Quienes nacimos en el Ecuador de antes del petróleo, conocimos una sociedad austera, limitada en muchos aspectos. El consumo era reducido y las cosas debían durar. Se comía lo que daba la tierra. Los alimentos importados eran para muy de vez en cuando. Las ropas se remendaban y pasaban de padres a hijos. Se gastaba con prudencia en los viajes y espectáculos.
La austeridad se extendía a lo público. Los empleados eran pocos y hacían varias cosas a la vez para ahorrar recursos. Las reuniones no costaban nada, o quizá solo lo que implicaba traer a la banda municipal para que amenice el acto. En las oficinas se ahorraba papel, las publicaciones eran sencillas y se hacían cuando eran necesarias. Claro que entonces se daban casos de corrupción, de abuso de los recursos públicos o de robo de la plata del Estado. Pero aún eso era proporcionado con las dimensiones modestas del país.
Ahora vivimos tiempos distintos. Nuestra sociedad se ha acostumbrado al gasto suntuario. Se importa hasta el agua mineral de Francia o Italia, como si no la tuviéramos aquí. Se trae de afuera un montón de artículos de delicatesen que pueden conseguirse en la producción nacional. Se malgasta en ropa de marca y se la bota casi nueva. Por eso, el Gobierno está tratando de limitar las importaciones que desangran este país dolarizado.
Pero el Gobierno también está dado al dispendio. La burocracia crece. Las consultorías sobreabundan y se sobrepagan. Las sabatinas cuestan como presentaciones de artistas extranjeros. Se pagan millones por publicidad gubernamental, aunque se contrate a principiantes y su trabajo no valga en realidad ni la quinta parte de lo que cobran. Un pilche informe de un funcionario u organismo se hace a full color, con papel cuché y pasta dura, a costos elevadísimos, con presentación pública en el salón de un hotel caro y, desde luego, con coctel incluido.
Hay que salirle al paso a la cultura del despilfarro.

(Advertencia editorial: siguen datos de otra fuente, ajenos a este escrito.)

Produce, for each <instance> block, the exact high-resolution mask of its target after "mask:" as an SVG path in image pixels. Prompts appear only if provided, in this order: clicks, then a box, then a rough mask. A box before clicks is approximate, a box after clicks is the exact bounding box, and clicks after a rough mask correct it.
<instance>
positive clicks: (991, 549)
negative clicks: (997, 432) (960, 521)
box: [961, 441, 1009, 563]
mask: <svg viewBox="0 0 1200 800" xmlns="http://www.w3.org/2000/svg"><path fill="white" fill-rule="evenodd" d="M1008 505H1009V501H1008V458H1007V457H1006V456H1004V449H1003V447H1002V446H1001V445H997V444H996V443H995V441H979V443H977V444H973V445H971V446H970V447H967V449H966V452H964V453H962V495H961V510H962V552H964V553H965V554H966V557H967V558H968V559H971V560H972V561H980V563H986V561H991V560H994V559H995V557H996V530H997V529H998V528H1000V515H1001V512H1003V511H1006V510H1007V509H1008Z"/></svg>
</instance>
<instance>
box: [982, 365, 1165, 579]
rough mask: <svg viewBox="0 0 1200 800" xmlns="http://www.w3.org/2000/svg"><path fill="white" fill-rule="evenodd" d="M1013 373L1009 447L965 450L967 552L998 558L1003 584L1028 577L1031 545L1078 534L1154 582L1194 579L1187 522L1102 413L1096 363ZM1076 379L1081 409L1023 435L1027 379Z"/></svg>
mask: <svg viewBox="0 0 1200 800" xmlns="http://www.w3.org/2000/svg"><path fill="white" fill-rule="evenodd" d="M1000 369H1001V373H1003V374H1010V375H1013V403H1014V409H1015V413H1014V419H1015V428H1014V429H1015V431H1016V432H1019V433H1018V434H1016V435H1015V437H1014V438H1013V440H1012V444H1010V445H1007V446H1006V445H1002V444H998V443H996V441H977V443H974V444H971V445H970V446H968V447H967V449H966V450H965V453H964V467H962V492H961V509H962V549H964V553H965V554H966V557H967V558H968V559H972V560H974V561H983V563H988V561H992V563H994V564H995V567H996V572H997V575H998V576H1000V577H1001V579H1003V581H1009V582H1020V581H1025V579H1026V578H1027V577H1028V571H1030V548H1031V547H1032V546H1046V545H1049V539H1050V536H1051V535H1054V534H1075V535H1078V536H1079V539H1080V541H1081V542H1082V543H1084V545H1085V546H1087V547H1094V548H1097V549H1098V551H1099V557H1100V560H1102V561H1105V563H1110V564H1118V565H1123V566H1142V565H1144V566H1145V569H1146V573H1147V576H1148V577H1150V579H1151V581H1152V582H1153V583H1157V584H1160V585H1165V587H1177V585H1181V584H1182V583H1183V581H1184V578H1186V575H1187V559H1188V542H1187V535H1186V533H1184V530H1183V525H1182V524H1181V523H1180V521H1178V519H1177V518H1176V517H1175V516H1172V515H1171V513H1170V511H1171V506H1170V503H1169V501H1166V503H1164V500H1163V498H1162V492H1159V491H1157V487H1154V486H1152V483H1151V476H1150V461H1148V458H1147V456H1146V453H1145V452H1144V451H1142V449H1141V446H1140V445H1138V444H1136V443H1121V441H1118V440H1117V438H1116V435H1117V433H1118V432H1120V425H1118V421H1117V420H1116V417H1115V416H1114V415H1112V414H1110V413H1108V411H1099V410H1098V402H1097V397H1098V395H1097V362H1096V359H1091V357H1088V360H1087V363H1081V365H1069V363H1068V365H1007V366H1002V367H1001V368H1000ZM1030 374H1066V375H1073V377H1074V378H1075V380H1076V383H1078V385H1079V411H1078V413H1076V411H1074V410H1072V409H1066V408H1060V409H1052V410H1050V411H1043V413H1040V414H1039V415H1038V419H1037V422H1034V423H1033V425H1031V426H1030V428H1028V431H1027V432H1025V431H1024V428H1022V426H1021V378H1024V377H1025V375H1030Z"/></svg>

Un país pobre debe importar menos artículos suntuarios y ahorrar divisas, inclusive porque son la moneda corriente. Y el Gobierno debe empezar a racionalizar en serio el gasto. Los informes impresos que he mencionado son un ejemplo, pero hay mucho que cortar del gasto superfluo. ¿Necesita el Gobierno tanta propaganda? ¿Se tiene que gastar más en imagen que lo que cuesta un hospital completo? ¿Hace falta viajes al exterior con comitivas más grandes que las de la Reina de Inglaterra?
Las respuestas son claras. Desde luego que la propuesta no es volver a la “austeridad” que impusieron los neoliberales, que recortaron el gasto social, que cobraban en los hospitales y en las escuelas estatales. El gasto social tiene que seguir siendo prioridad. Pero se debe parar el despilfarro si no se quiere quebrar la caja fiscal y afrontar la tragedia de la desdolarización.